“As part of the contract approval process, agencies must submit an ECR (RC215) or PO (RC744) with the appropriate encumbrance of funds. Immediately following the approval of the contract, the encumbrance will be recorded in the CDS against the appropriation from which contract commitments will be paid. Once recorded, State departments and agencies must not reduce the contract encumbrance, except when the estimated liability for the fiscal year is reduced. In some cases, agencies are permitted to data-enter contract encumbrances in the CDS and these must be recorded only in sequence of contract submissions. In the event that a contract is disapproved, the related contract encumbrance will be cancelled by PRB.”
Actual paragraph from a training manual. Acronyms have been changed to protect the misguided.

Hi, are you still reading? Congratulations. Now imagine your company is launching a new process that you’ll have to start using next Monday. You take this training (above) and you’ll have to follow these steps every day. Your trainer defines ECR, RC215, RC744, CDS, PRB, contract encumbrance and estimated liability, but these are all new terms to you.
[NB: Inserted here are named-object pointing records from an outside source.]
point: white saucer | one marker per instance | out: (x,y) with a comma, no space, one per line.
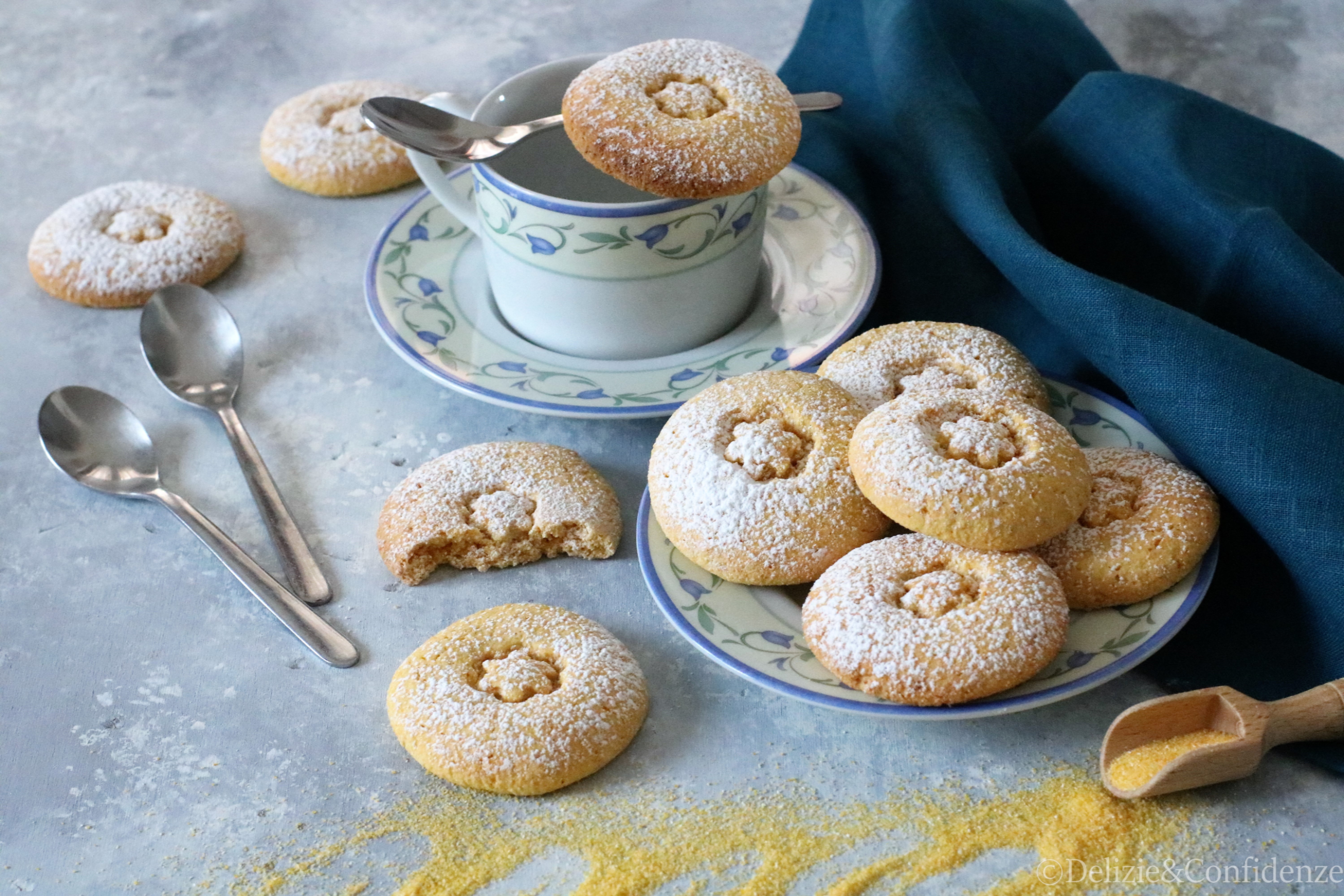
(431,300)
(757,632)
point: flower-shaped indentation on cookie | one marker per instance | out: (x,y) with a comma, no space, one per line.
(687,100)
(933,378)
(138,225)
(939,593)
(1112,499)
(347,121)
(518,678)
(986,444)
(765,449)
(503,515)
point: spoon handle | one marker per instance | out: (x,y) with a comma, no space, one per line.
(310,628)
(302,570)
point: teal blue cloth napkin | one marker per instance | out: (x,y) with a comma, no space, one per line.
(1135,236)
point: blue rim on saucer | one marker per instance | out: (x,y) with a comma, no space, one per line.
(1103,644)
(429,299)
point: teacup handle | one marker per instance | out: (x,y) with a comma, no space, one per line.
(433,175)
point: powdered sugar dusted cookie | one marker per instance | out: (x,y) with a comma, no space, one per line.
(319,143)
(519,699)
(1147,526)
(894,361)
(687,119)
(115,246)
(979,469)
(924,622)
(751,479)
(498,504)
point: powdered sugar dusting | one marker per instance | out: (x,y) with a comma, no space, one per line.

How will you feel walking into work on Monday? Not great, I’m guessing.

Short words are best and the old words when short are best of all.
Winston Churchill

For years, I created training and communications for users of new systems and work processes. I was always struck by how much new language we expected employees to absorb…on top of new skills, tasks, tools, and concepts. I realized we, the change management and learning team, couldn’t solve this problem entirely, but we could make things better.

There are three nasties that desperately want to creep into your training and communications, and their names are Acronym, Made-up and Flowery.

The first verse of “R.I.P. 20 C.”, by Love and Rockets

Acronyms are a reality in most workplaces, but you don’t have to encourage them. If an acronym is hard-coded into a new system or process, you might have to teach it. And if the acronym is already part of day-to-day language of the employee, then go ahead and use it. But try not to inflict any new ones on them; new acronyms have to be decoded, and that takes mental work.

“Oh…’meltdown.’ It’s one of those annoying buzzwords. We prefer to call it an unrequested fission surplus.”
Mr. Burns, Nuclear Power Plant Owner, “The Simpsons“

Made-Up words are terms or euphemisms coined by leadership and the project team. If you use them, employees have to learn what you mean to gain entry to your training and understand their new way of working.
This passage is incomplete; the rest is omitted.